Saturday, 31 December 2016 | GURBIR SINGH

Time, if you have time enough to contemplate on it, I am sure, will be a fixation that would be more baffling than the basic hub of all the existential philosophies across cultures and civilizations—the primordial who-am-I stuff that kick-started all these ruminations about the metaphysics among the early homo-sapiens who were sentimentally smart.

In other words, at least a few among the cave dwellers and the hunter-gatherers must have a time fixation to ruminate on businesses other than their immediate life-worries, such as physical safety and food.

Thank God, if back then, in pre-historical times, calendar as a concept did not exist. Time must not have mattered beyond sun rise and sun set, dawn and dusk, and day and night. Nevertheless, I am sure that the notion of time as a philosophical concept must have originated even before man’s conscious attempt to bring in an organised avatar of the time in shape of calendars and almanacs such as the Mayan, Aztecan, Mesopotamian, Iranian, Hindu, Buddhist, Hellenic, Julian, the Egyptian one of the Bronze Age and many others.

Calendars make an attempt to bind time with a beginning and an end. While even the earliest Egyptian calendar of the Bronze Age had a fixed 365 days’ tenure for a year, time, which is one entity for all has seen very many calendars for itself among succeeding generations across civilisations. There are lunar calendars, solar calendars and the lunisolar calendars that use different counts of time for a year.

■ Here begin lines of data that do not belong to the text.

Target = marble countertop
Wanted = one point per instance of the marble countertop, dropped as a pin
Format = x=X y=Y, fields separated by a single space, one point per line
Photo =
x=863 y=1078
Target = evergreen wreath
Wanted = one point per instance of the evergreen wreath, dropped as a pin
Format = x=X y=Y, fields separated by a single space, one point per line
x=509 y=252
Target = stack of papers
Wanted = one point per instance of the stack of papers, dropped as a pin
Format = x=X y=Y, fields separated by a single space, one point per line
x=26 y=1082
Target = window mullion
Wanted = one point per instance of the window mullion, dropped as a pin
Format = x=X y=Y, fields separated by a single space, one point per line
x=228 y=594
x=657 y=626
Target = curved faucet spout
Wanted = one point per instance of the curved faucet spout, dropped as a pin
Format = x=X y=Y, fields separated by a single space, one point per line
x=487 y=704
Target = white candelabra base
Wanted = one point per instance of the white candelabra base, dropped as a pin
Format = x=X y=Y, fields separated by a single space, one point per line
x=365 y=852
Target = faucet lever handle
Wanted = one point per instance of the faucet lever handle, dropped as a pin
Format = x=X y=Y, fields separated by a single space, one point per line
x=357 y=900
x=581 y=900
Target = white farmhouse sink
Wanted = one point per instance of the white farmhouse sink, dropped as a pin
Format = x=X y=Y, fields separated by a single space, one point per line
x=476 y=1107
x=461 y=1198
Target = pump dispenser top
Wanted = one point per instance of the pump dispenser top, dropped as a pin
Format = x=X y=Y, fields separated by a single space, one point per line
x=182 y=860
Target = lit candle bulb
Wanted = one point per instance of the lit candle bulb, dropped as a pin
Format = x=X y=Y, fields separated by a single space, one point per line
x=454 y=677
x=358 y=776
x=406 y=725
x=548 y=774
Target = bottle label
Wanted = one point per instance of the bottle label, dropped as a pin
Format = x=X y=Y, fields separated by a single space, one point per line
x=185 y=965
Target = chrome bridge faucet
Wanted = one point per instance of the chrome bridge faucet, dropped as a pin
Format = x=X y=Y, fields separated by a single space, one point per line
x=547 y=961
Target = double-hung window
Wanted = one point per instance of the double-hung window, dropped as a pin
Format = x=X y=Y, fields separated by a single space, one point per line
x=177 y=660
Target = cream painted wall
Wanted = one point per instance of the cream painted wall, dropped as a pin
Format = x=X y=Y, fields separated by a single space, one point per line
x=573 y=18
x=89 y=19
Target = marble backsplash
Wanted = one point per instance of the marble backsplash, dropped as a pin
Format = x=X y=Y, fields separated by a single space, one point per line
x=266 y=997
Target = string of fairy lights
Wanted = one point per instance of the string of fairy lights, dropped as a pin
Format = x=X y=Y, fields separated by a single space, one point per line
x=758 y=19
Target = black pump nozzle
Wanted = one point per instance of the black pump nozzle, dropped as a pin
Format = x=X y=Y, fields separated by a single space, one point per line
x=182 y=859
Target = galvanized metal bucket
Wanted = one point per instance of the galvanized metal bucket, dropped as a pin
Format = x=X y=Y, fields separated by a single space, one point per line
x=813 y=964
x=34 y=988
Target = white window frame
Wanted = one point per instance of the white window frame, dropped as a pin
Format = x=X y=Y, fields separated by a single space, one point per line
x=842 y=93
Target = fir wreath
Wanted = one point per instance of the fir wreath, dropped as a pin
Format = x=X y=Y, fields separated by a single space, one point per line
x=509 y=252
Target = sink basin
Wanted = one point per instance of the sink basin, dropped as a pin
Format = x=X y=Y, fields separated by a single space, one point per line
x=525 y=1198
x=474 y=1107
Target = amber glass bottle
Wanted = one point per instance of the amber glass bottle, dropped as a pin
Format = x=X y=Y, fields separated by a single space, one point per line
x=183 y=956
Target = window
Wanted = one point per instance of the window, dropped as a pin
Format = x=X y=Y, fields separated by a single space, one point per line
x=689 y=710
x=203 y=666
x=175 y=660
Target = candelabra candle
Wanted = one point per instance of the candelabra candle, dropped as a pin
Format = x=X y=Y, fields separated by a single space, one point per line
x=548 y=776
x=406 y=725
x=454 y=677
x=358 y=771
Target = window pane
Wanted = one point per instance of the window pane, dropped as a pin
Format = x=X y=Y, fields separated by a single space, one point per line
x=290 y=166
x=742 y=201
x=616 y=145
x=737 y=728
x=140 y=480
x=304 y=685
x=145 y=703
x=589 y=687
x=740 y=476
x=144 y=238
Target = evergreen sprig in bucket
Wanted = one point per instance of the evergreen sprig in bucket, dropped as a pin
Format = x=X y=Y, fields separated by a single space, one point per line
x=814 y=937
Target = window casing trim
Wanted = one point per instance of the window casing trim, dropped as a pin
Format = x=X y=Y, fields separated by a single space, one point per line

The point is, with the advent of the time in a framework for convenience’s sake, for whatever reasons and purposes, in them man found something to celebrate that was devoted to the very time itself — a Happy New Year.

It must not have remained the way we take the advent of a new year; with fake revels and ostentatious optimism; without any serious basis and convictions. Whatever, the concept of a new year and that of being courteous to what is considered as a new beginning, a perpetual game by the transient beings, all to celebrate another game called life that is ironically fragile in direct contrast to what is the most robust. The never-ending, the ever-renewing version of the time — the present or the now. Incidentally and ironically, there is no calendar yet to measure this now and tap it for our convenience. It will still be there when it is not there anymore by the measure of your calendar, which won’t help unless you have a time concept that is fleeting every second.

The revellers prepare to greet the New Year. The celebrities throw parties. There are entertainment shows on television. The last minute anxiety is there to see even in the face of the hired artists on television who do the show days before the New Year for a telecast on the new year’s eve. Their bated breath, their last ten seconds reverse counting to the zero hour, the bursting of balloons, the hugs, the moments of much awaited truth for the smooching opportunists, the cake, the drink, the crackers, all speak loudly for the time even though the majority do not mean it that way. But then, we all do it.

Coming to the bating breaths anxiously journeying to the zero hour with the reverse count of the last ten seconds, the news that the new year is going to come one second late this time, mind you if you have to count this New Year’s eve from number eleven backwards to be precisely accurate with the “atomic” time scale. An extra second called the “leap second” will be added to the world’s clocks on the New Year eve. Wonder what way it would matter to the time if you do not add that one precise-second to the world clock, which the atomic timekeepers claim is independent of the earth’s rotation of the sun.

It would still be the very timelessness, the ever present second that is independent of all material calculations by the mindful revellers.